Officials at the company's Tampa office have hurricane-work experience from time spent in Florida, and some headed to Polk to volunteer as Charley bore down last month.
"When the emergency was over, they wouldn't let us leave," said Adam Montella, director of emergency management and homeland security for General Physics' southeast region, who lives just outside the county.
General Physics didn't have to bid on the work because it had pre-bid its prices for various services through a statewide contract purchasing system.

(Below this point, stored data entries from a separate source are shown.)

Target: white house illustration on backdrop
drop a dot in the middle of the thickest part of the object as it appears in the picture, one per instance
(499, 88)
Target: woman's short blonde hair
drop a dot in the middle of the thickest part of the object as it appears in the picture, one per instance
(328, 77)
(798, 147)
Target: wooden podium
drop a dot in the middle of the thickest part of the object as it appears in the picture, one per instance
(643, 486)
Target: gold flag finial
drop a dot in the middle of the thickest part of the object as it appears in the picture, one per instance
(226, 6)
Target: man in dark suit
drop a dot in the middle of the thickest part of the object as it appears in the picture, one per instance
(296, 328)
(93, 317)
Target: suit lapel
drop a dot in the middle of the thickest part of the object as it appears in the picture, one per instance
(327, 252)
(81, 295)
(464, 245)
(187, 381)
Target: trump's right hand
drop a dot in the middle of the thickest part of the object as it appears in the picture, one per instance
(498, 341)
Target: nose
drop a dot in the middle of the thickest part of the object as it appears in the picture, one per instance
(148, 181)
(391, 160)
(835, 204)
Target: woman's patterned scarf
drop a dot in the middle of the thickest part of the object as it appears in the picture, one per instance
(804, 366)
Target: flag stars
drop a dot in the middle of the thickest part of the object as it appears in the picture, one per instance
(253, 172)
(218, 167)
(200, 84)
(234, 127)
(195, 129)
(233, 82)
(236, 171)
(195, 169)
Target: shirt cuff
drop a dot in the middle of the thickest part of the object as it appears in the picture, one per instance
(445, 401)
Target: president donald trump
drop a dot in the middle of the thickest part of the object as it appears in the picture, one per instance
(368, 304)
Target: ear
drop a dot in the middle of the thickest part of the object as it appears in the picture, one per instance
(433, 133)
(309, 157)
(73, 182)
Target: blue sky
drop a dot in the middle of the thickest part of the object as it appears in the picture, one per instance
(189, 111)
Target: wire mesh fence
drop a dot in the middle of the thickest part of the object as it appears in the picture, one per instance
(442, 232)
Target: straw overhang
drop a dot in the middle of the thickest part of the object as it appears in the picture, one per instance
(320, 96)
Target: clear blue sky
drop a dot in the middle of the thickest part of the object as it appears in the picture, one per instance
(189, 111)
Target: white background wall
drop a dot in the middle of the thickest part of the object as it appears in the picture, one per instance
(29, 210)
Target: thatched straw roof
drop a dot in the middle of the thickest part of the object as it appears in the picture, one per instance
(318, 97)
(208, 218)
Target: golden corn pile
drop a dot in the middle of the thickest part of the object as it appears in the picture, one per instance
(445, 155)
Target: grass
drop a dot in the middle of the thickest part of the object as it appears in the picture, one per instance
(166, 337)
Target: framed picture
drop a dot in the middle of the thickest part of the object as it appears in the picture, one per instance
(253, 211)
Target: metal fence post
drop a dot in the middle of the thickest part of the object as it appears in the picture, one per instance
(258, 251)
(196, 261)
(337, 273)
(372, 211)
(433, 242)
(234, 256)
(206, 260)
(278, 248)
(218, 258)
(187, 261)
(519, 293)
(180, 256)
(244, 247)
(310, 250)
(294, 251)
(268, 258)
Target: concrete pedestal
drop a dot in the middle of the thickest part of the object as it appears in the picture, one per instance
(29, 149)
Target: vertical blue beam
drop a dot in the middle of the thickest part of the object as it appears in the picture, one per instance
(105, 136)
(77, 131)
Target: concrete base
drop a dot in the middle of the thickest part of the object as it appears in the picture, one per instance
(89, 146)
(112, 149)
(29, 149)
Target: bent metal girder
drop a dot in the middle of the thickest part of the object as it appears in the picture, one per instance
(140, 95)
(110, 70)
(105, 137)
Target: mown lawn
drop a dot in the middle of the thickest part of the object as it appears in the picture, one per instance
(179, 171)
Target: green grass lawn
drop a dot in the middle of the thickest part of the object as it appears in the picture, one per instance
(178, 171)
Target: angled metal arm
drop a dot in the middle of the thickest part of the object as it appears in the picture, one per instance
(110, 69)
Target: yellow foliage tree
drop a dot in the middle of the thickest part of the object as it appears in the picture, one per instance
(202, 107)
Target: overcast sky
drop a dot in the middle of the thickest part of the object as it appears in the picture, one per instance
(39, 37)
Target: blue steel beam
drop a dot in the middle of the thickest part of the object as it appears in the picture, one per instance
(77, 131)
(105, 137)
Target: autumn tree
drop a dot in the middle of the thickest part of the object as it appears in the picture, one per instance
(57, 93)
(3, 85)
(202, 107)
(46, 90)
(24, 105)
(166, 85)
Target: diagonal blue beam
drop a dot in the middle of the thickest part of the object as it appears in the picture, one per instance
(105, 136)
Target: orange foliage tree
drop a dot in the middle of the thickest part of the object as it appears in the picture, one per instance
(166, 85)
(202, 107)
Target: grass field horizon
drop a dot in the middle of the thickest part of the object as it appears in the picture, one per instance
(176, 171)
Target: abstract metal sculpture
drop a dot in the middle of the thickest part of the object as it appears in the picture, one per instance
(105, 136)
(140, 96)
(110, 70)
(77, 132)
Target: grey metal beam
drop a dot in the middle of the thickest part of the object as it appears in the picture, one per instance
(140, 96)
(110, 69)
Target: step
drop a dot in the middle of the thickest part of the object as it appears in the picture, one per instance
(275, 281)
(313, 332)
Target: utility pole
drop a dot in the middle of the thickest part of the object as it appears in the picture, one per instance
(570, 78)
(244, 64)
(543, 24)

Emergency management firms typically work in preparation for a possible problem, but it's not unheard of for them to help after a crisis, said Steven C. Davis, principal of All Hands Consulting in Columbia, a consortium of more than 350 consultants. Davis rode out Hurricane Frances last weekend in Miami's emergency operations center, helping officials put into action the comprehensive plan he helped prepare for them last year in the event of a disaster.
Disaster areas have always drawn first responders and utility workers from a wide radius to pitch in.
But all the helpers are exhausted when a state gets walloped twice in quick succession - not to mention the possibility of three times.
Hurricane Ivan might arrive next week.
Polk had a large job on its hands just from Hurricane Charley. The mid-August storm and its tornado spawn cut a path of destruction that left pieces of trees, roofs and signs strewed across central Florida, including Polk, a county nearly twice the size of Rhode Island. The whipping winds ripped out trees and electrical lines.
More than 100,000 homes were powerless at one point.
Then Frances hit.
"That poor community had an X drawn on it," General Physics' Montella said.
Though Charley did more damage in Polk, the second storm's slow trip through the county flooded roads and homes, submerged fire hydrants and turned yards into lakes. The cleanup came to a screeching halt even as the cleaning-to-do list lengthened.
Polk wasn't the only Florida county struck twice, but most of the state avoided a direct hit by at least one of the two hurricanes.
Jim Freeman, Polk's deputy county manager, estimates that the two storms produced 1.1 million cubic yards of debris. It will take weeks to finish cleaning, and that's assuming Ivan - which yesterday evening was southeast of Jamaica with 150 mph winds - doesn't find Polk. Models of the storm have predicted it will.
Freeman said the overall restoration cost to the county government is about $32 million, without another hurricane. About two-thirds of that is for trash removal. Because the federal government reimburses a large part of that expense, the debris work must be monitored to guarantee that it's done properly.
"We're going to do this as quickly and as safely and as efficiently as possible so the community can get back on its feet and begin rebuilding," said Montella, a former disaster director for the American Red Cross in Florida.
Polk had never before been hit by two hurricanes in one year, Freeman said. If Ivan makes it three, he said, he knows who will handle the logistics.
"They're doing a pretty good job for us," he said of General Physics, "so I'm sure we'll engage them to continue if the unthinkable happens."